A surprise is something the consensus does not expect. Investors are now expecting higher growth and more inflation, the Trump bump. They have invested more heavily in equities and expectations are high.
But demography, final demand and recently sharply higher rates might get in the way. And with the US equity markets having a cyclically adjusted PE of 28, a lot of good news is in the markets. Wall street may not be that great a performer. And with higher rates and a stronger USD, this may be a headwind for stronger profits.
The corollary is that the 10-year US Treasury yield is near the top of its recent range, pushing up borrowing and mortgage costs, which will have an adverse effect on the economy. So the sharp yield rise could be self-correcting.
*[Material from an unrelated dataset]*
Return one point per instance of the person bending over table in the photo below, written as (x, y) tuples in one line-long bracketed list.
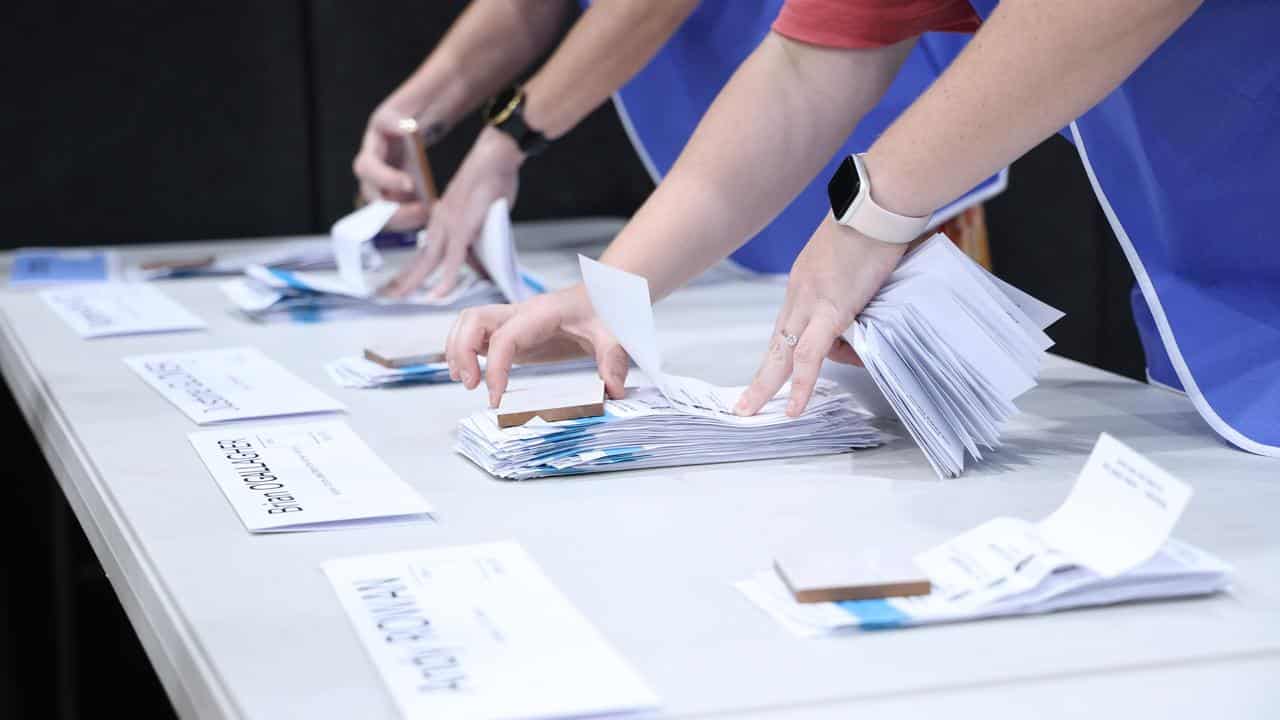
[(484, 51), (1176, 118)]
Investors also have low exposures to Europe and worry about disintegration. Indeed populism might not win and the EU could grow at a stronger 1.6% according to OECD forecasts. Our Event Driven European positions could appear prescient.
There is a broad view that stocks will be up in 2017, the dollar will be stronger, oil will be up, bond yields will be higher and macro trading is back. Everyone likes financials, transports and industrials. The value of being directionally in this consensus may not pay from these levels.
Donald Trump may want to shake up Washington and be aggressive in Q1 to move expectations forward. A risk is that most gains in 2017 will be made in the first few months.
There is uncertainty in Trumps fiscal, monetary and trade policies. Tax, regulatory reform and fiscal stimulus in the US have the potential to support markets strongly, but we should keep directional risk exposure low due to uncertainly.
The Federal Reserve is tightening policy. The US is at full employment, with rising wage pressures and thus rising inflation pressures. Trump is promoting more stimulus although there is no certainty to timing or approved content. While this could be destabilizing medium term, the next significant interruption from a rising trend in interest rates is likely to occur only when central banks tighten monetary policy sufficiently to rein in rising inflation, possibly triggering a recession in the process. For a sense of timing, US 10-Year Bond Yields could rise to 5% within the next three years. If rates rise rapidly we could expect disruption for our UCITS.
Longer term, the sentiment going in to 2017 is ignoring the reality of an aging world. In terms of animal spirits longer term, I still feel strongly that people are underestimating the impact of older populations.